AN elderly woman who found a man in her flat armed with a ten-inch kitchen knife told a court of her terrifying ordeal on Thursday.

Kathleen Morris, 69, of Telford Court, St Albans, told the jury at St Albans Crown Court how she had run from her flat screaming and banged on neighbours' doors but no-one had come to her aid.

The pensioner, who had suffered a stroke some five weeks before, was listening to the radio through earphones when the intruder entered her flat at about 2.45am on July 18 last year.

She said: "I was putting down the radio when I thought I saw a person; I thought it was my imagination.

"I got up and I went to the front door and then I noticed that it was a little bit ajar.

"Then I opened it all the way and stood on the landing; I looked back and I saw him."

Mrs Morris, who lives on the fifth floor of the 11-storey tower block in Alma Road, broke down in tears as she told the court how she had panicked and fallen over while running down the corridor knocking on neighbours' doors for help.

She said: "I was just so frightened; I just kept screaming and screaming."

Twenty-eight-year-old Desmond Asafo-Adjei of Hill End Lane, St Albans, was found guilty on Friday of aggravated burglary.

Judge Marie Catterson said he could expect a "lengthy and substantial" prison sentence for the crime.

Asafo-Adjei's lawyer Jonathan Ray claimed the man had barged into Mrs Morris' flat because he was fleeing an attacker who had threatened him with a knife.

Police found a kitchen knife hidden in a pile of shoes at Mrs Morris' flat which Asafo-Adjei claimed he had picked up because he was frightened.

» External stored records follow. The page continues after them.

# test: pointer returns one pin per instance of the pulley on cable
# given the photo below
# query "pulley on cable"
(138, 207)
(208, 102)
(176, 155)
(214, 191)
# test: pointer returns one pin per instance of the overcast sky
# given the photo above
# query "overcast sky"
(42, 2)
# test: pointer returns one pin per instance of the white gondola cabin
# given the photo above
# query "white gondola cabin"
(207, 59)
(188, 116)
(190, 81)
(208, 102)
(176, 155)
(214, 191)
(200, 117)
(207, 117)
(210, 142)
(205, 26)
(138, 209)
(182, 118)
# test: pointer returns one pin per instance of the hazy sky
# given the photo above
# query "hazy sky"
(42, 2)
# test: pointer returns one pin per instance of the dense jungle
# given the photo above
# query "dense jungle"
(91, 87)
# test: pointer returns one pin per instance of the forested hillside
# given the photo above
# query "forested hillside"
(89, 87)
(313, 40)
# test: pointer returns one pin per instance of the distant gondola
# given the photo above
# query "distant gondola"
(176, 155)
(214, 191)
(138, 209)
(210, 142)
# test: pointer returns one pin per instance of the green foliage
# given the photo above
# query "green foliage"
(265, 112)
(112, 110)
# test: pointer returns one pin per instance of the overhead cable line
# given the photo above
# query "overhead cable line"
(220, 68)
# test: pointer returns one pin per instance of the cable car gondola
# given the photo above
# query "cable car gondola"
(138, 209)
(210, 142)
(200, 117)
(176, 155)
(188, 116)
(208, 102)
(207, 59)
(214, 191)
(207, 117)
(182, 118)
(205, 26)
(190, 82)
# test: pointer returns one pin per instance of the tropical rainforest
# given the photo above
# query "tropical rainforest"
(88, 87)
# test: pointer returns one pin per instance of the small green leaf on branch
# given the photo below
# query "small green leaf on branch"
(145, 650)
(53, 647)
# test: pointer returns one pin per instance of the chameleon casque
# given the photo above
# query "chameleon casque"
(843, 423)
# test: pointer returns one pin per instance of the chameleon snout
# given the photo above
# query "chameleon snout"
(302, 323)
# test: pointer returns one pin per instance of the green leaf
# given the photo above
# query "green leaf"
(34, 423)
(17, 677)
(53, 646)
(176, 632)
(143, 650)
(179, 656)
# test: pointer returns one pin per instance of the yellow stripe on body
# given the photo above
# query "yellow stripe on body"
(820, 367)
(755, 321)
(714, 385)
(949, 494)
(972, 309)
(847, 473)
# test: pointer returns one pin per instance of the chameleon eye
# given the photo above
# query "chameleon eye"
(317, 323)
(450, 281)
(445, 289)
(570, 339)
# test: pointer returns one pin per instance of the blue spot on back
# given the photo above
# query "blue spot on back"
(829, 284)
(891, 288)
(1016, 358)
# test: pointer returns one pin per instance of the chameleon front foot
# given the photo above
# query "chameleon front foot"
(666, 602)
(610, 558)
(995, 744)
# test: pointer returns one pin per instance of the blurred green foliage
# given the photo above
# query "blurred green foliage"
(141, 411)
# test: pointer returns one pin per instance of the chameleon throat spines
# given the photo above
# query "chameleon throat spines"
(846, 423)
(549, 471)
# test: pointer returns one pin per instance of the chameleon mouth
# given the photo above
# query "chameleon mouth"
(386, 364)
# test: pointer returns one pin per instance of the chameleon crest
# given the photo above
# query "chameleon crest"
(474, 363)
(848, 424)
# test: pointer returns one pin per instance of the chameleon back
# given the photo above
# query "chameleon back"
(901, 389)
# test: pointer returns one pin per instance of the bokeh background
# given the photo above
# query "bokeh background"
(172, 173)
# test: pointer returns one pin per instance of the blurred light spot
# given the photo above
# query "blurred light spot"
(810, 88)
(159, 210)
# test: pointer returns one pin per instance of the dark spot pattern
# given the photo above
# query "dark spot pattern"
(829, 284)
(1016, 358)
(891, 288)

However, Mrs Morris insisted the knife did not belong to her.

Prosecuting lawyer Lucy Kennedy said: "Asafo-Adjei says he barged into Mrs Morris' flat seeking protection. We say he was not being chased; that is a story he made up.

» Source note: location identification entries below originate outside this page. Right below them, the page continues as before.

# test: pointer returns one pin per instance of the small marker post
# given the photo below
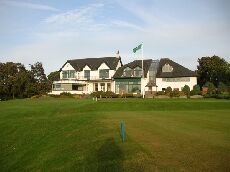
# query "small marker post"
(122, 131)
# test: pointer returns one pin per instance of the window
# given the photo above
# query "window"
(128, 85)
(182, 79)
(167, 68)
(128, 72)
(137, 72)
(87, 74)
(68, 74)
(96, 87)
(57, 87)
(108, 87)
(77, 87)
(102, 87)
(104, 73)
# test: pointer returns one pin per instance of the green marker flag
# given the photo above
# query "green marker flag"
(137, 48)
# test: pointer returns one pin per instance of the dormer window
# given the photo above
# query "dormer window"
(167, 68)
(68, 74)
(137, 71)
(87, 74)
(128, 72)
(104, 73)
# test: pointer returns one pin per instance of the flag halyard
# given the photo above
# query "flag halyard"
(137, 48)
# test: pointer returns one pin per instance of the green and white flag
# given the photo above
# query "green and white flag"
(137, 48)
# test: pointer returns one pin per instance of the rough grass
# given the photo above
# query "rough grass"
(83, 135)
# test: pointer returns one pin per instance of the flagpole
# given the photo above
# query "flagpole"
(142, 54)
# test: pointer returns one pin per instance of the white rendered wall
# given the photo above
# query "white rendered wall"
(163, 84)
(67, 67)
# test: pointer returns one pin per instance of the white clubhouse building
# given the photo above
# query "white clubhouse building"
(84, 76)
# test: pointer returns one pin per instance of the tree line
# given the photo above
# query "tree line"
(18, 82)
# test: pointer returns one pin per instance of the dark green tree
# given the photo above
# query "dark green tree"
(42, 84)
(222, 88)
(211, 88)
(186, 90)
(213, 69)
(196, 90)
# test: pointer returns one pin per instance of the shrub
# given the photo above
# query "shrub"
(127, 95)
(66, 95)
(186, 90)
(107, 94)
(196, 90)
(168, 90)
(160, 93)
(223, 96)
(175, 93)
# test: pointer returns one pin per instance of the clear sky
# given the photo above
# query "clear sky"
(53, 31)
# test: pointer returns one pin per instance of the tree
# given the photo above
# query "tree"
(16, 81)
(196, 90)
(54, 76)
(222, 87)
(42, 84)
(211, 88)
(186, 90)
(213, 69)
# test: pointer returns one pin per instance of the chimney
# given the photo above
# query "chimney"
(117, 54)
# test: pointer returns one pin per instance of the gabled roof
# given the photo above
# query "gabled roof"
(178, 70)
(94, 63)
(132, 65)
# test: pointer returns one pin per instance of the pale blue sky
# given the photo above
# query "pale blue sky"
(56, 30)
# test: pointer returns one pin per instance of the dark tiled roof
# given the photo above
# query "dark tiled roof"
(94, 63)
(132, 65)
(178, 70)
(151, 84)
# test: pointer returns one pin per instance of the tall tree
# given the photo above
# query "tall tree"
(213, 69)
(43, 85)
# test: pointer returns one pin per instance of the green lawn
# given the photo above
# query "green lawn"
(84, 135)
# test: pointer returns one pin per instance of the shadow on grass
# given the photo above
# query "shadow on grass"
(110, 157)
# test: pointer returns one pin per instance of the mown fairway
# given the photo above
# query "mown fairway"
(83, 135)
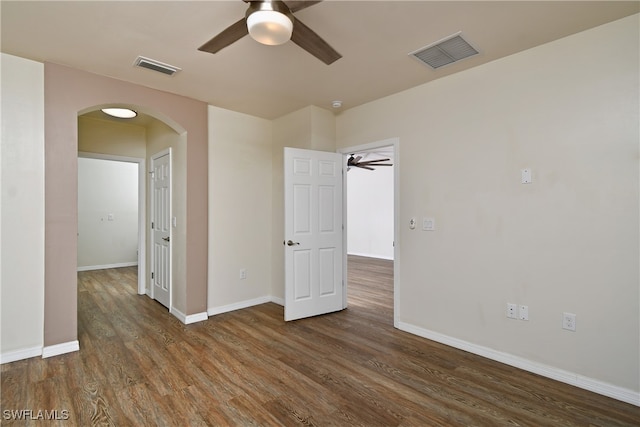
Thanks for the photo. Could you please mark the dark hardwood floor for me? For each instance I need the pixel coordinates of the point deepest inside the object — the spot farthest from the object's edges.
(138, 365)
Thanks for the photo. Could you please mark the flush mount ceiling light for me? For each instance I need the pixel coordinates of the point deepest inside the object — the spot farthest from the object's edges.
(268, 23)
(121, 113)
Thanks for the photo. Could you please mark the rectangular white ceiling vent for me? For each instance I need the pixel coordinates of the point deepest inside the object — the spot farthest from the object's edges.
(152, 64)
(446, 51)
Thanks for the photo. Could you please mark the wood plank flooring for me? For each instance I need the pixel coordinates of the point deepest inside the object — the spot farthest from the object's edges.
(139, 366)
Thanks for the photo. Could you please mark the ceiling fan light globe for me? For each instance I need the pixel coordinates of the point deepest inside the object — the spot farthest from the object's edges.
(269, 27)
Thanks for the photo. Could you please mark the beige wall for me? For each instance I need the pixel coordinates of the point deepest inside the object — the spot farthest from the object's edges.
(68, 93)
(109, 137)
(239, 210)
(568, 242)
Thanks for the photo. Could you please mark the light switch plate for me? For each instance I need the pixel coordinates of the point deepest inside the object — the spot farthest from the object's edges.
(428, 224)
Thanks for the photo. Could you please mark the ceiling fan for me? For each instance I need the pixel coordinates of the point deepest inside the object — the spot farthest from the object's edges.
(357, 163)
(271, 22)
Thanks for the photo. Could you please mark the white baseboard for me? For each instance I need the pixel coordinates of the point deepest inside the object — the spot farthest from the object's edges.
(105, 266)
(390, 258)
(25, 353)
(188, 319)
(212, 311)
(276, 300)
(58, 349)
(586, 383)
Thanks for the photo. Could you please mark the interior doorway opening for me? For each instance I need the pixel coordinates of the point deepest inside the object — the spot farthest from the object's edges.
(371, 223)
(111, 212)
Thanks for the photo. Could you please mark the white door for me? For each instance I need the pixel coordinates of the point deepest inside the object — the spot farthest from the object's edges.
(313, 233)
(161, 228)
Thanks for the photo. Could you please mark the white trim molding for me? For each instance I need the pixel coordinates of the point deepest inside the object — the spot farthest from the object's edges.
(25, 353)
(189, 319)
(276, 300)
(58, 349)
(571, 378)
(212, 311)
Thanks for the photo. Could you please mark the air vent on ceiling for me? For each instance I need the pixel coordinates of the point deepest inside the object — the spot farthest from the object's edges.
(154, 65)
(444, 52)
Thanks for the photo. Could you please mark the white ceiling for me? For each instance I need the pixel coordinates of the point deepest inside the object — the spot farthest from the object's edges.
(374, 37)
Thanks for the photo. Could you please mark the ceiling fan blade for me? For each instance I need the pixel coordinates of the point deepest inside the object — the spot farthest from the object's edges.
(296, 5)
(307, 39)
(374, 161)
(228, 36)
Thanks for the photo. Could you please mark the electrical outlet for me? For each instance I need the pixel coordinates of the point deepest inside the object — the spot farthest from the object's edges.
(569, 321)
(512, 311)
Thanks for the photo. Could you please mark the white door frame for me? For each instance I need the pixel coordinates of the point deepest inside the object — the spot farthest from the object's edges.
(142, 215)
(162, 153)
(395, 143)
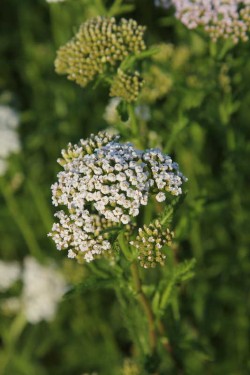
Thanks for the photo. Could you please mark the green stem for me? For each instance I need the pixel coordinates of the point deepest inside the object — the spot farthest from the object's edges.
(134, 127)
(13, 334)
(21, 222)
(41, 205)
(145, 306)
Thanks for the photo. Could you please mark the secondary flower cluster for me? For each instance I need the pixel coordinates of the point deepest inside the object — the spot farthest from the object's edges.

"We say that at the time he went into the flat he was armed with his own knife."

It emerged in court that the man had been found guilty of carrying a similar weapon in St Albans city centre just weeks before and was still on bail for the offence when he broke into the Telford Court flat. He also had previous convictions for domestic burglary, affray and possession of heroin.

A statement from Telford Court resident Leanne McCulloch testified to the screaming which echoed around the tower block on the night of the burglary. She said: "It was very high-pitched and sounded like the person was absolutely terrified. It sounded like someone was being killed."

In a letter to the judge, read out after the proceedings, Mrs Morris told how her grandchildren no longer felt safe staying in the flat, which she had bought to be near them.

She wrote: "I have never experienced an ordeal like it."

Speaking after the trial, Mrs Morris described with distress how no one had responded when she cried out for help.

She said: "I could have been dead and not one person came to my aid.

"If people could hear me screaming, then why didn't they get up here and help me?"